## Data Warehousing Lab 3
Abu Abdullah Dhrubo<br>Ahmad Abdilrahim<br>Nahom Gebremeskel<br>Chinonso Williams Ubani

In [1]:
# Installing the psycopg2 library
# pip install psycopg2-binary

In [2]:
#Importing the libraries
import psycopg2
from configparser import ConfigParser
import psycopg2.extras as extras
from datetime import datetime
import pandas as pd

Before connecting we need to configure the database name and password in the config file manually. 

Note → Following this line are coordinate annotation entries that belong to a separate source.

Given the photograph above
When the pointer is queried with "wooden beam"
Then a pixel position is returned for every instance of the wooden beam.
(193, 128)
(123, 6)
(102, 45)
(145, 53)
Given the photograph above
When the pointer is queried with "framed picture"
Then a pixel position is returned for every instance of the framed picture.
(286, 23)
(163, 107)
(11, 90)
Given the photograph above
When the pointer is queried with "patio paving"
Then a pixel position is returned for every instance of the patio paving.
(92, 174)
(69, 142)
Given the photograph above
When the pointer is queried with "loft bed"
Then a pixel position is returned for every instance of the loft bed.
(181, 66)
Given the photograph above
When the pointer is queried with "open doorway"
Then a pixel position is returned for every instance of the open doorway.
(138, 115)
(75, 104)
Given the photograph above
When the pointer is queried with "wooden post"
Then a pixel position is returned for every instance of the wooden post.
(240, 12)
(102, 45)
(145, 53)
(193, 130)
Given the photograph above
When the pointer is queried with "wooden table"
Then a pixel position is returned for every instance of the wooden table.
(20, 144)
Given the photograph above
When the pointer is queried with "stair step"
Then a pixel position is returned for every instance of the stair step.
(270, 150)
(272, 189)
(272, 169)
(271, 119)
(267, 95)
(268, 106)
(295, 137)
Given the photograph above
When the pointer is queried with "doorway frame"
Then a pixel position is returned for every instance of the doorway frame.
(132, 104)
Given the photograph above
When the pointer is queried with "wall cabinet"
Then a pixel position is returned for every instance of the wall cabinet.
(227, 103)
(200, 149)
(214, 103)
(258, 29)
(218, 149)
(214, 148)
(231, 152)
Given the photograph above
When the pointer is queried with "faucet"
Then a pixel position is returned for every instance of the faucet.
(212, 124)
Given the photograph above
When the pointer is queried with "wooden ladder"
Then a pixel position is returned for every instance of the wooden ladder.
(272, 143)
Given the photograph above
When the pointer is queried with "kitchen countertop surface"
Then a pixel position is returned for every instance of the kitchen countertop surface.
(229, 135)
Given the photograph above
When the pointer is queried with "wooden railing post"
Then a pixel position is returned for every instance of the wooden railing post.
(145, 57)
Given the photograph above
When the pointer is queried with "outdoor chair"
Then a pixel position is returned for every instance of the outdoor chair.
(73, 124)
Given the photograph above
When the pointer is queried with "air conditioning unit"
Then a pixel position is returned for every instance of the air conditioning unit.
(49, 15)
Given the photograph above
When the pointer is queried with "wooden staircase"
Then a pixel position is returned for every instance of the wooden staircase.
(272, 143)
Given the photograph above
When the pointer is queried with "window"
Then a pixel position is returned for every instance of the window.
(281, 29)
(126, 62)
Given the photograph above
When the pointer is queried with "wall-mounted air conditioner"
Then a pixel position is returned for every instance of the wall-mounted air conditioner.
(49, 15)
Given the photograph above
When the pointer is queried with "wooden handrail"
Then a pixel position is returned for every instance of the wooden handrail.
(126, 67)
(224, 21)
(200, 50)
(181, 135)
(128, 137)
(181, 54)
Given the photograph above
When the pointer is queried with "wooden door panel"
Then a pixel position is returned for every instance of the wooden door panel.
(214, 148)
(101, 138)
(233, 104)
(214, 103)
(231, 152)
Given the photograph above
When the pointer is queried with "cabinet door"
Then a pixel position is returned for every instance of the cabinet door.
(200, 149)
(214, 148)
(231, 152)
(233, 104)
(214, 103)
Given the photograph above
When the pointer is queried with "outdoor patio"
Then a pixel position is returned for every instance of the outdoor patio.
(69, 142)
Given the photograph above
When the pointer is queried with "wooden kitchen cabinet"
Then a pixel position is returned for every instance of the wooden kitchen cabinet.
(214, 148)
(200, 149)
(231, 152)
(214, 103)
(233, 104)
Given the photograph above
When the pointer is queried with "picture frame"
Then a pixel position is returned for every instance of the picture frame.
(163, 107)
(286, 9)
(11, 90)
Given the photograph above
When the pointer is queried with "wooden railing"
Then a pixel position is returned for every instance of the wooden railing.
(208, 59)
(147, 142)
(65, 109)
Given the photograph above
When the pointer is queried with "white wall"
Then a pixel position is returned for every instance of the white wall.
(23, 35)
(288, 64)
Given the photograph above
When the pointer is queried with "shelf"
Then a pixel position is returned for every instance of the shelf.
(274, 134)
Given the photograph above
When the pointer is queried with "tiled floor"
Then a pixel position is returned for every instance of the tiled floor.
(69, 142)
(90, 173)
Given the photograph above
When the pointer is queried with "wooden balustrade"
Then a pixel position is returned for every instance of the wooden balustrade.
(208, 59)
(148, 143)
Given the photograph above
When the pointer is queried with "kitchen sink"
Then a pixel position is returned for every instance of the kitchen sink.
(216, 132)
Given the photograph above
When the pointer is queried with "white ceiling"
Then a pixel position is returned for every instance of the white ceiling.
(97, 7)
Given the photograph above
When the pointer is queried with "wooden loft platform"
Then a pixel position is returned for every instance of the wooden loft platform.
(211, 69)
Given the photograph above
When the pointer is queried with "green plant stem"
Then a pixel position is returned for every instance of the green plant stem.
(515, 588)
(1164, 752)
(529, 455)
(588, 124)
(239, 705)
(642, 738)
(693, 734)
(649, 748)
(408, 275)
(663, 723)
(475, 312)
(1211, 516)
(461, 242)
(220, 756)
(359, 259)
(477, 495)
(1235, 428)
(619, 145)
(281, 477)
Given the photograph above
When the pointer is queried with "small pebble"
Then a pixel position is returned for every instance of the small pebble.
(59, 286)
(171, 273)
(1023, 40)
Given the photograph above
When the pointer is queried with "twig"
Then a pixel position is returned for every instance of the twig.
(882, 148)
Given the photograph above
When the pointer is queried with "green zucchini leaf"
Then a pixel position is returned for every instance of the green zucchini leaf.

### Testing the connection to PostgreSQL

In [3]:
def config(filename='database.ini', section='postgresql'):
    # create a parser
    parser = ConfigParser()
    # read config file
    parser.read(filename)

    # get section, default to postgresql
    db = {}
    if parser.has_section(section):
        params = parser.items(section)
        for param in params:
            db[param[0]] = param[1]
    else:
        raise Exception('Section {0} not found in the {1} file'.format(section, filename))

    return db


""" Connect to the PostgreSQL database server """
conn = None
try:
    # read connection parameters
    params = config()

    # connect to the PostgreSQL server
    print('Connecting to the PostgreSQL database...')
    conn = psycopg2.connect(**params)

    # create a cursor
    cur = conn.cursor()

    # execute a statement
    print('PostgreSQL database version:')
    cur.execute('SELECT version()')

    # display the PostgreSQL database server version
    db_version = cur.fetchone()
    print(db_version)

    # close the communication with the PostgreSQL
    cur.close()
except (Exception, psycopg2.DatabaseError) as error:
    print(f"Error: {error}")
finally:
    if conn is not None:
        conn.close()
        print('Database connection closed.')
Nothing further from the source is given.